An example of a system 120 for generating a prediction for power plant performance, availability, or degradation is illustrated in FIG. 4. In some embodiments, the system 120 may use actual plant data 122 in combination with one or more mathematical models (i.e., algorithms) to simulate the actual future performance, availability, or degradation of a power plant 124. Accordingly, various current operational data 126 and historical data 128 may be collected from the power plant 124 and either input directly to one or more mathematical models, such as a computer model 130, or the data may be stored in a plant database 122 for future use with such a model.

In various embodiments, the system 120 may be adapted to use a wide variety of current operational data 126 and historical data 128 depending on the configuration and operation of the power plant 124. For instance, to facilitate modeling of a power plant gas turbine base load, the current operational data may include IGV angle, inlet pressure drop, exhaust pressure drop, fuel temperature, and/or fuel LHV. In this example, the historical data 128 may include some or all of the above factors along with past measured base loads.

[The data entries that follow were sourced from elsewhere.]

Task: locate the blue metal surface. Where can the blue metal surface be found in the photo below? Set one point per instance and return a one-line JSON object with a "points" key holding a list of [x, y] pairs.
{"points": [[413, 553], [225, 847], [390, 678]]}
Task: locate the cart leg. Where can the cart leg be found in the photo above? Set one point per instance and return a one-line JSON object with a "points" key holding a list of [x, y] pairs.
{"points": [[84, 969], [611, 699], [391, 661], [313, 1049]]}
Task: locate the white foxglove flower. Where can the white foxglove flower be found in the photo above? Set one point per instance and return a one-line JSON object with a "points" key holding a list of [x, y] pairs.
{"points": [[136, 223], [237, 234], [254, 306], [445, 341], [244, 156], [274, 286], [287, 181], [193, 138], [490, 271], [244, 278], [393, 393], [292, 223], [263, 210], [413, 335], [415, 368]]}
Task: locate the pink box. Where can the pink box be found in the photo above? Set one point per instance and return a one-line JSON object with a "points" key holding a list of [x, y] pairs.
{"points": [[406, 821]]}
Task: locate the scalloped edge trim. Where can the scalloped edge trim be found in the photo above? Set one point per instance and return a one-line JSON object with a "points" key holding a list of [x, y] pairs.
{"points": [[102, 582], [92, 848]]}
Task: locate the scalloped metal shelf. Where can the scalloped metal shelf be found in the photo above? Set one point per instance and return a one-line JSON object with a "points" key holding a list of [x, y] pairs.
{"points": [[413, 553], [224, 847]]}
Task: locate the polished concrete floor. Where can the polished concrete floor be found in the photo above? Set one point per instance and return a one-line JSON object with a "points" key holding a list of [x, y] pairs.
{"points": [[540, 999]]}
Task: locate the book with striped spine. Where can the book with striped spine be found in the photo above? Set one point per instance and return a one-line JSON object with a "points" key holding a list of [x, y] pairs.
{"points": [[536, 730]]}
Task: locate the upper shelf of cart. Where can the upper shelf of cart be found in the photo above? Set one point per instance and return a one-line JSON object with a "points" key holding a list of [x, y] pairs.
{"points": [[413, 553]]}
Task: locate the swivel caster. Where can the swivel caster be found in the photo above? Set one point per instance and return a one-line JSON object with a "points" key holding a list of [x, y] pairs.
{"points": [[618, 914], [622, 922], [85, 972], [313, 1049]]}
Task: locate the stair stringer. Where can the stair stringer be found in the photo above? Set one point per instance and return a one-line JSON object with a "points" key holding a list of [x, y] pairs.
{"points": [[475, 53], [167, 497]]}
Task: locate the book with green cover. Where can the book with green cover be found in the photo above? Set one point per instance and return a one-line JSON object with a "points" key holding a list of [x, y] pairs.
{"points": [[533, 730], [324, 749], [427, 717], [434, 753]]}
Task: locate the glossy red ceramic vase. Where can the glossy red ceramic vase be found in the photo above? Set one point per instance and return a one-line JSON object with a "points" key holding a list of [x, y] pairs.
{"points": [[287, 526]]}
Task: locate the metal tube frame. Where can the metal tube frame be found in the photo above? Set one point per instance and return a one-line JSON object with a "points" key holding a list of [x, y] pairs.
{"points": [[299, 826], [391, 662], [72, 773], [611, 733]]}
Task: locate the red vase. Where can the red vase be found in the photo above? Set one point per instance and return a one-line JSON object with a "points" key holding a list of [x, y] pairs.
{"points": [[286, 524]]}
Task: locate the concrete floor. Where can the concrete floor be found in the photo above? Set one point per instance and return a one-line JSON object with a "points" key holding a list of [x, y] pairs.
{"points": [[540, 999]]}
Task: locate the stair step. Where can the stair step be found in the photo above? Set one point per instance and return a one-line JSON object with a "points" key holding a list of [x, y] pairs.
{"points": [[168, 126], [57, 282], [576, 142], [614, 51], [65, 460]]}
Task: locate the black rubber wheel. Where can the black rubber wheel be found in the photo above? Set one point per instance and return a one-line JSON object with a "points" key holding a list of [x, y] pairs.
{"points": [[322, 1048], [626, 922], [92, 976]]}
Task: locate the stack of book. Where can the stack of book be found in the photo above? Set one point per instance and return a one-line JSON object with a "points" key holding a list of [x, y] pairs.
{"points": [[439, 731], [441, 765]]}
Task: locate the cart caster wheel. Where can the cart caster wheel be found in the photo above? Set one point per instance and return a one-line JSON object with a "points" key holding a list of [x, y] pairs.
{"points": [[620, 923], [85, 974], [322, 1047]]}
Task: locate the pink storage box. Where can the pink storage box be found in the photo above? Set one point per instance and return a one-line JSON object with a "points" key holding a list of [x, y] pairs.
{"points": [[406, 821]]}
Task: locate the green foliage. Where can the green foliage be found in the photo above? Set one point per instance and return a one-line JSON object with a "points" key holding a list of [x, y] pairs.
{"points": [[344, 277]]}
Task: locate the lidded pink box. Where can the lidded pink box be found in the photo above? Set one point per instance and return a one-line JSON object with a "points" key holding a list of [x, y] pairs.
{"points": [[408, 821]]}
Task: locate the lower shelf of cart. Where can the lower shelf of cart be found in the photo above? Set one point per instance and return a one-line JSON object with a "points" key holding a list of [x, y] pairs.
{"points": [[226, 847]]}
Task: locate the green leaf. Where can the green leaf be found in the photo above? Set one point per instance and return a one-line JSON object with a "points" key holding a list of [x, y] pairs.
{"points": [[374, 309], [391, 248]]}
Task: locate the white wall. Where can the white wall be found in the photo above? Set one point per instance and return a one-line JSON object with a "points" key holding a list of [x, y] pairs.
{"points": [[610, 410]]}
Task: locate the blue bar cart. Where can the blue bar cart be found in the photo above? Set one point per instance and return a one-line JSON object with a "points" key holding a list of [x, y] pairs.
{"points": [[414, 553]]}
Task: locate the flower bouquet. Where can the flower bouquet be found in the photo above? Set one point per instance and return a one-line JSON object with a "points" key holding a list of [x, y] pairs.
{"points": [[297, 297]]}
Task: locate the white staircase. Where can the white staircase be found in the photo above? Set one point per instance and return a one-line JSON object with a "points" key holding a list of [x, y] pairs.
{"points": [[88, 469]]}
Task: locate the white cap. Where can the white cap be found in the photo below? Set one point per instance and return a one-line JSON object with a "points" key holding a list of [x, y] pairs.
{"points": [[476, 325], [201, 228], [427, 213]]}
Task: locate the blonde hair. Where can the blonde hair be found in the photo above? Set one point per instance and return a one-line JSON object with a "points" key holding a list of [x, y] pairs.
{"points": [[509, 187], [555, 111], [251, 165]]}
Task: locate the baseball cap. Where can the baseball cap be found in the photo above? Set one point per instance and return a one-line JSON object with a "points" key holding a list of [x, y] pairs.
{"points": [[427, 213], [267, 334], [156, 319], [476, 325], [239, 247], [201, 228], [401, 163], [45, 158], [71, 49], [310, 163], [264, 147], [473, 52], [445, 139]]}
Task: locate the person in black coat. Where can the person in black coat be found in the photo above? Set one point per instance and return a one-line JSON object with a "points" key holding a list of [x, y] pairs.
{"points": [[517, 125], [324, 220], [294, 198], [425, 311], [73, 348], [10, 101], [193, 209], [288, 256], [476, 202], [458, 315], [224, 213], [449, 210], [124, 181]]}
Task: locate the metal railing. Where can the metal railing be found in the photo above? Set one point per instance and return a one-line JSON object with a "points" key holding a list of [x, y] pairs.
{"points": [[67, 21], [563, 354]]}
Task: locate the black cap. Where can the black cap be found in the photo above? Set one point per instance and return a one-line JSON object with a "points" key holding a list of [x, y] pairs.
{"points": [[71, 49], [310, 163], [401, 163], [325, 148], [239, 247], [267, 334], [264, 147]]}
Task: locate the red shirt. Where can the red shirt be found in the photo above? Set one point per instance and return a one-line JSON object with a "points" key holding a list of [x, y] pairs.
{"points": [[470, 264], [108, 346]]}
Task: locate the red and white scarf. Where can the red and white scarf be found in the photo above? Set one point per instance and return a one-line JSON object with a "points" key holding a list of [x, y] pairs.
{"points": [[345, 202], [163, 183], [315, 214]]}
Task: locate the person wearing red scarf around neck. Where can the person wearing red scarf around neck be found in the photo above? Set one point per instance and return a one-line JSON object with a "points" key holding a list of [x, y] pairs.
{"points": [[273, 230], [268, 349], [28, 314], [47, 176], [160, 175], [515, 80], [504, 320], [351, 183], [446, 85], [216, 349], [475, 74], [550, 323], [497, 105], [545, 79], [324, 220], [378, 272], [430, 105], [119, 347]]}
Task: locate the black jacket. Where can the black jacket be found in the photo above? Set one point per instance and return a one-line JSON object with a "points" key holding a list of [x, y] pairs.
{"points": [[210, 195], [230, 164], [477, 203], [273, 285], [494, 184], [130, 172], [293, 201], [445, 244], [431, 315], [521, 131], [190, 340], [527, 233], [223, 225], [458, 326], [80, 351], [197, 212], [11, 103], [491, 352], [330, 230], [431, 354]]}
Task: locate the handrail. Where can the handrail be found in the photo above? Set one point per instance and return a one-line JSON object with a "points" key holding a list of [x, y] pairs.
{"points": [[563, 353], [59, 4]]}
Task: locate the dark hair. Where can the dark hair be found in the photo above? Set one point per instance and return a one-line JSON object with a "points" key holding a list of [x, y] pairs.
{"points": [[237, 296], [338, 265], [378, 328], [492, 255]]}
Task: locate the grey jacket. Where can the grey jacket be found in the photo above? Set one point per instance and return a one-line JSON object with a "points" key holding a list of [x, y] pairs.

The data 126 and 128 may be directly input by the operator from the power plant or may be acquired from the plant database 122. In one embodiment, the computer model 130 can simulate the impact of one or more potential operational changes on the power plant. In other words, the computer model 130 enables a power plant operator 53, power plant manager 55, power trader 84 or other user (either on- or off the power plant site) to simulate the effects of equipment setting changes on the power plant performance without actually changing any settings at the power plant 124. A user may have one or more parameters of interest associated with power plant performance.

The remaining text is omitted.